An emotional and teary eyed Jacinda Ardern, the prime minister of New Zealand, caught the world by surprise when she announced her resignation, after leading her nation for nearly six years.
She shared her decision in the following words: “I know what this job takes. And I no longer have enough in the tank to do it justice.” With that, she added that she would not be running for the parliamentary elections due later this year in October. As soon as her statement made it to the news, it started trending globally across all media platforms and instantly became a subject of discussions.
Jacinda has led New Zealand during one of the most turbulent and chaotic times in history – at a time when the world grappled with the Covid-19 pandemic – and then steered the country through the ongoing post-pandemic recovery, climate change and global recession. These crises are taking a heavy toll on world economies and reshaping the political and social landscapes in unique ways.
Jacinda became the youngest prime minister at the age of 37 when her centre-left Labour Party formed a coalition government in 2017. Her first leadership test came when an Australian national attacked two mosques in Christchurch in March 2019, killing 51 Muslim worshippers and thus leaving not only New Zealand but also the world deeply grieved and shocked.
Facing a monumental challenge head-on, the New Zealand prime minister reached out to the Muslim community in a show of empathy and compassion. Demonstrating statesmanship, she comforted the grieving parents and families and created an exemplary unity among New Zealanders against the forces of hatred, violence and divisiveness.
Jacinda also refused to mention the name of the terrorist in her speeches and public statements. Without mincing any words, she stated unequivocally: “speak the names of those who were lost rather than the man who took them. He may seek notoriety but we will give him nothing, not even his name.”

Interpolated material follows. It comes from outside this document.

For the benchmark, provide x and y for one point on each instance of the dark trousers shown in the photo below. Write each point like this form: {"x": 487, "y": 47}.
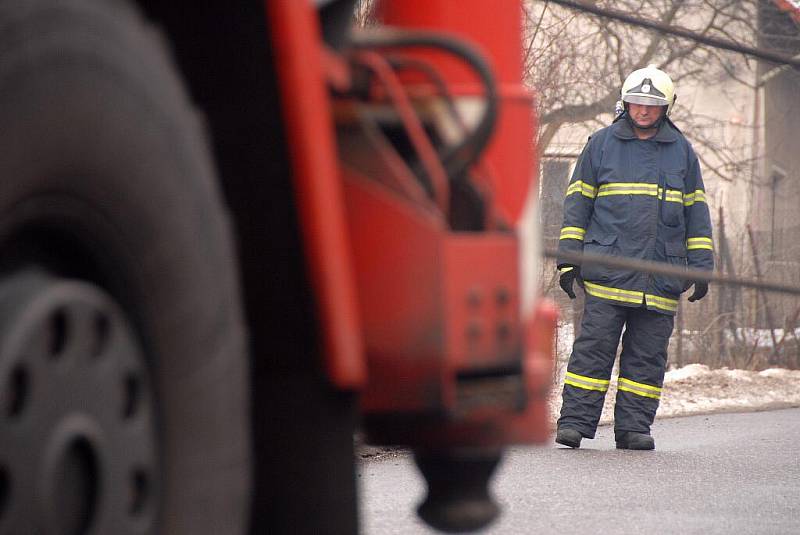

The second test of her leadership was to keep New Zealand safe from Covid-19 as the pandemic wreaked havoc across the world and left behind agonizing tales of massive human and material losses. Beneath her government’s strict policy of border closures and lockdowns lay the consensus-building achieved through proactive public messaging.
Jacinda established direct outreach with the people of New Zealand through her Facebook Live chats. In her candid broadcasts, she made them aware of the benefits of keeping the borders closed, the evidence-based risks of the pandemic and the need for adopting the precautionary measures to minimize the Covid infections.
Leading the effort herself from the front, she created a national resolve to fight the pandemic. As Helen Clark, a former New Zealand prime minister, put it, the people felt that she was not talking at them but talking to them. The community ownership of the anti-Covid initiative went a long way in keeping the virus in check in New Zealand at a time of its massive surge elsewhere.
Jacinda’s approval ratings soared as high as 88 per cent. A majority of New Zealanders approved her decisive approach and clear-headed policy to prevent Covid-19 through early lockdowns and border closures.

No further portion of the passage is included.